Thailand’s ex-central bank chief endorses national reserve spending for mega projects


BANGKOK, Oct 10 – Former central bank governor Pridiyathorn Devekula has thrown his support to a move to partially transfer Thailand’s international reserves to set up the national wealth fund for investment in the government’s Bt2 trillion infrastructure development.

Mr Pridiyathorn, formerly deputy prime minister and finance minister, was referring to a proposal by Ampon Kittiampon, chairman of the Bank of Thailand (BoT) board of directors, to invest in Thai government bonds and mega projects through the national wealth fund.

According to Mr Ampon, investment capital for the wealth fund would come from the country’s international reserves.

Mr Pridiyathorn said the idea was proposed by central bank governors and finance ministers in several previous governments but it would not materialise unless the Bank of Thailand Act, B.E. 2551 (2008) is amended.

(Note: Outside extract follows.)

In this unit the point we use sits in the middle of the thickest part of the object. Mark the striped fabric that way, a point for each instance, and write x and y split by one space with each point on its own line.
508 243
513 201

Thai government bonds are more secure than those of other countries and the interest rate is higher, he said, but indicated that Mr Ampon must be clear on which parts of the international reserves he wants to withdraw and how much.

The country’s reserves are at US$200 billion and consist of two accounts – US$140 billion in the management account and US$60 billion in the bond issuance account.

There should be no problem if about US$30 billion is taken from the reserves, he said.

Mr Pridiyathorn said he believed the US would successfully expand its debt ceiling before the October 17 deadline – a move that will contribute to US economic restoration.

US and European economies are showing sign of gaining strength while China and Japan are also springing back, he said.

He predicted a positive sign for Thailand’s exports in the final quarter of the year and next year, and consequently expanded domestic consumption.

The former finance minister, however, urged the government to speed up disbursement of the 2014 budget and execution of the Bt2 trillion investment for infrastructure development.

If the bill to borrow Bt2 trillion is rejected by the Constitution Court, the government can switch to deficit budgeting at Bt70-80 billion, or seek additional borrowing at Bt200 billion under the law which empowers the Finance Ministry to acquire loans for economic development, he said.